Kalafat, "Yaklaşık 4 ila 7 dakika arasında tsunamiyle ilgili erken uyarıyı verebiliyoruz. Bu süre de önemli. Çünkü toplum bu bilgiyi aldıktan sonra tsunami tahliye noktalarından güvenli bölgelere ulaşabilir. Türkiye çapında su seviyesi istasyonlarını daha sık konumlandırarak, buradan gelecek hem deprem hem de su seviyesi bilgisiyle tsunaminin boyutu, gelişmesi ve erken uyarı verme kapasitemiz var." ifadelerini kullandı.
Özellikle Ege Denizi ve Akdeniz'de yaşanacak depremler sonucu oluşabilecek tsunamilere karşı tedbirli olunması gerektiğini belirten Kalafat, Türkiye'deki tsunaminin açık denizlerde olduğu gibi büyük felaketlere yol açmayacağını anlattı.
Kalafat, sahil bölgelerindeki yapıların zarar görebileceğini dile getirerek, şöyle devam etti:
"Deniz tabanında olacak deprem sonrasında toplumun şunu bilmesi gerekir, örneğin depremin büyüklüğü 6'nın üzerine çıktıysa tsunami olabilir. Uyarlılara dikkat edip, sahilden uzaklaşarak, mümkün olduğu kadar yüksek kesimlere tahliye olunmalı. Toplum bunu bir refleks olarak düşünmeli. Tsunami tabelaları da bir bilinç oluşturması açısından da önemli."

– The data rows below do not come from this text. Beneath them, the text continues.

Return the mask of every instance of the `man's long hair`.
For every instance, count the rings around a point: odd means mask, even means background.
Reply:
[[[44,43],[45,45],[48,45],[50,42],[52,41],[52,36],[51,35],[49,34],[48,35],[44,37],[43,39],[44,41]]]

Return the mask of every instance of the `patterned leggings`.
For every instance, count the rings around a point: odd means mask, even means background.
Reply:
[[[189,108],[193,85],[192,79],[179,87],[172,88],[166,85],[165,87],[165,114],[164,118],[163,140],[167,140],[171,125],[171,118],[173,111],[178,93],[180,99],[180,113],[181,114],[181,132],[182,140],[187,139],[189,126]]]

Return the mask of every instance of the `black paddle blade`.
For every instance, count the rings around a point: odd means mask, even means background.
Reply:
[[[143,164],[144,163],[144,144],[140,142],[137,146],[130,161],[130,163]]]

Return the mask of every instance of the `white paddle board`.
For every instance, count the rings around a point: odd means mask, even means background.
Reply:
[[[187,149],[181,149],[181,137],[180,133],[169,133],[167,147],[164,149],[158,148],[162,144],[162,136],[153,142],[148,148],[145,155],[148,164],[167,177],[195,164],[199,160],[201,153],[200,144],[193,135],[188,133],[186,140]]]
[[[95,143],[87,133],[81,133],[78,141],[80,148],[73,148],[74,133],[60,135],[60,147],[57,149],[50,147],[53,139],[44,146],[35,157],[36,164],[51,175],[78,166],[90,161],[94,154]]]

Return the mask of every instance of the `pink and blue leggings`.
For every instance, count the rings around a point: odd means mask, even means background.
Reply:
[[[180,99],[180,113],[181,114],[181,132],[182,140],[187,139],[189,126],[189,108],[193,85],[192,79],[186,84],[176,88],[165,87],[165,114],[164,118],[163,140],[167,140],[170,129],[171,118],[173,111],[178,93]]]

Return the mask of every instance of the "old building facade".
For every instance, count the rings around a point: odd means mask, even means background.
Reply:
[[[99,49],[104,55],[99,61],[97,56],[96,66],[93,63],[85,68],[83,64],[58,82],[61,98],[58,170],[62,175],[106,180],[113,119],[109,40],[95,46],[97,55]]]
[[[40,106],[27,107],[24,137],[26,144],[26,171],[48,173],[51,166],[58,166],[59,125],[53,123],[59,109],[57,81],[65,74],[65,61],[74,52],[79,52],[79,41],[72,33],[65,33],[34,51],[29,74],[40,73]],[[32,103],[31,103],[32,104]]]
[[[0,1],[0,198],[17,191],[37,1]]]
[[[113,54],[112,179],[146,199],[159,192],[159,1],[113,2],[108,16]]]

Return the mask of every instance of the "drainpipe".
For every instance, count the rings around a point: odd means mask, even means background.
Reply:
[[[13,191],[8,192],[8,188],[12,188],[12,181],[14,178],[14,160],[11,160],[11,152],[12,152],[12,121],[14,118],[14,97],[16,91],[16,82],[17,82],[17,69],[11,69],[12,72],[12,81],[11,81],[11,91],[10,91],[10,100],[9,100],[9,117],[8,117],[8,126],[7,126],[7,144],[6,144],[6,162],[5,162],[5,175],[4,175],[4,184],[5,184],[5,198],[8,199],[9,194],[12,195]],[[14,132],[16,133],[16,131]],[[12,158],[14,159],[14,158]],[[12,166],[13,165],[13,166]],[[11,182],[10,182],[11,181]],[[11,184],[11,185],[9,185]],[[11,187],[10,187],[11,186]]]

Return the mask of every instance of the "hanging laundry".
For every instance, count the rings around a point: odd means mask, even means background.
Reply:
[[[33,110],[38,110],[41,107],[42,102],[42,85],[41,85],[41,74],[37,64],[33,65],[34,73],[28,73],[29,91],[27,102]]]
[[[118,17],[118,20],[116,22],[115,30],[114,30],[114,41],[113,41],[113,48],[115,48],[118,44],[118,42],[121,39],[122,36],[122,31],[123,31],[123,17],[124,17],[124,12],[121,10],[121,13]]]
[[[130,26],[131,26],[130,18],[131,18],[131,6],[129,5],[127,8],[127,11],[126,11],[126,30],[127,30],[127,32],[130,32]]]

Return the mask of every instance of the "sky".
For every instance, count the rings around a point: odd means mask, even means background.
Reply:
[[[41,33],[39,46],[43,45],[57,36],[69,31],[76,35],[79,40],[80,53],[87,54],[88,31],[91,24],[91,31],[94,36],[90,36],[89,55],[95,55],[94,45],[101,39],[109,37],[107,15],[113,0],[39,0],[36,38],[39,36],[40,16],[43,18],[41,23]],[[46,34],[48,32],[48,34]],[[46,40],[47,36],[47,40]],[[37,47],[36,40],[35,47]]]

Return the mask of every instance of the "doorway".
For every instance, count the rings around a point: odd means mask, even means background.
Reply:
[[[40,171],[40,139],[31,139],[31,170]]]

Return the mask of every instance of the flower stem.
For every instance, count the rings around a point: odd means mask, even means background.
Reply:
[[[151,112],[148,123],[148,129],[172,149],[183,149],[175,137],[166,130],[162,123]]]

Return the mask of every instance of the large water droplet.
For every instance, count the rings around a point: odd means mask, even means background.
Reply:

Geçmişte Fethiye açıklarında meydana gelen 6'nın üzerindeki bir deprem sonrası insanların günlerce tsunami olacağı endişesiyle panik halinde hareket ettiğini hatırlatan Kalafat, olası bir tsunaminin depremden 20-30 dakika sonra yaşanabileceğini ve günler sonra gelmesinin mümkün olmadığını kaydetti.
Türkiye'deki tsunami gözlem istasyonları hakkında bilgiler veren Kalafat, enstitülerinin haritalı mesaj gönderimi gerçekleştiren tek hizmet sağlayıcı olduğunu ifade etti.
Türkiye'de 25 su seviyesi istasyonu bulunduğunu bildiren Kalafat, istasyonların ağırlıklı olarak Marmara'da ve tüm Türkiye sahilleri boyunca yer aldığını kaydetti.
Bu istasyonların sayısının artmasının önemli olduğunu anlatan Kalafat, "Ülkemiz doğal afetler açısından riskli bir bölgede. Dolayısıyla depremler ve sonrasında oluşacak tsunamilerle ilgili toplumumuzun bilinçli olması gerekiyor. Aynı zamanda depreme dayanıklı binalarda oturmanın yanı sıra deniz sahiline sıfır, dere yataklarına hiçbir şekilde ev yapmamamız gerekir. Buralar depremde ve deprem sonrası oluşabilecek tsunamilerde hasar görecektir." diye konuştu.